One of Wall Street’s most bullish stock-market strategists has given clients another reason to buy more stocks in 2016.

For Fundstrat’s Tom Lee, the higher yield investors can get from stocks instead of bonds is another reason to own equities, besides the built-in upside potential for stocks he projects.

And so, in 2016, stocks are the “new bonds”, according to Lee in a note on Friday. His 2015 year-end target for the S&P 500 is 2,325.

He wrote, “Equity valuations are also finding support from dividends. The drop in equity prices has pushed dividend yields to over 2.2%, and given the current 10Y yield of 2.23%, means equities are now yielding essentially the same as 10Y bonds. In fact, this yield is even greater when taking into account the differences in taxation.
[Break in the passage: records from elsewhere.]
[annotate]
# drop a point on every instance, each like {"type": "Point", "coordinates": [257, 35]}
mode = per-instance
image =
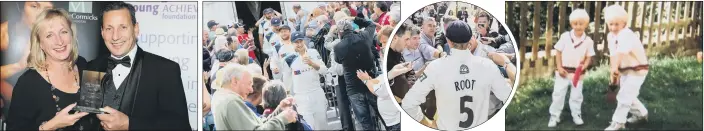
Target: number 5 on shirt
{"type": "Point", "coordinates": [465, 109]}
The chart below illustrates that the gap between dividend yields and the treasury 10-year yield has been widening.

Lee used Walmart as an example of a company whose stock-dividend yield is paying more than its own bond yield.
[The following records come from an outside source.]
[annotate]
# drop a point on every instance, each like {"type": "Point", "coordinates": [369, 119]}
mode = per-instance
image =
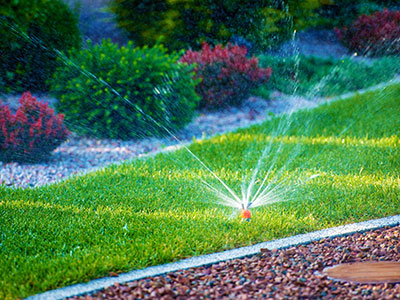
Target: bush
{"type": "Point", "coordinates": [344, 12]}
{"type": "Point", "coordinates": [315, 76]}
{"type": "Point", "coordinates": [112, 92]}
{"type": "Point", "coordinates": [30, 31]}
{"type": "Point", "coordinates": [372, 35]}
{"type": "Point", "coordinates": [226, 74]}
{"type": "Point", "coordinates": [32, 133]}
{"type": "Point", "coordinates": [184, 24]}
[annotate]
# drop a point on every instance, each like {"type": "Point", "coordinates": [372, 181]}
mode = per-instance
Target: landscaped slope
{"type": "Point", "coordinates": [157, 210]}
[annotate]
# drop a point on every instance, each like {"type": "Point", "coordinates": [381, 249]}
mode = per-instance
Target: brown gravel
{"type": "Point", "coordinates": [292, 273]}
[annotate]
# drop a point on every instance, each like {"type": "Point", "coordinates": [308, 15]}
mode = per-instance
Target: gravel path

As an AA-rated issuer, the company is paying a yield of 2.7% on the long-term debt, lower than the stock’s yield of 3.2%.

Lee wrote that this means “the equity pays a yield 49bp higher than the AA-rated bonds — does this make any sense?”

Lee noted that there are 130 companies on the S&P 500 whose dividend yield is higher than their long-term bond yields. Most of them are in the financials, utilities, energy and industrials sectors, and have have credit that’s BBB- to A-rated.

Besides Walmart, others include Coca-Cola, Target, and Pfizer.

And if it happens that stocks get even cheaper, Lee says companies would salvage this by buying back their own shares.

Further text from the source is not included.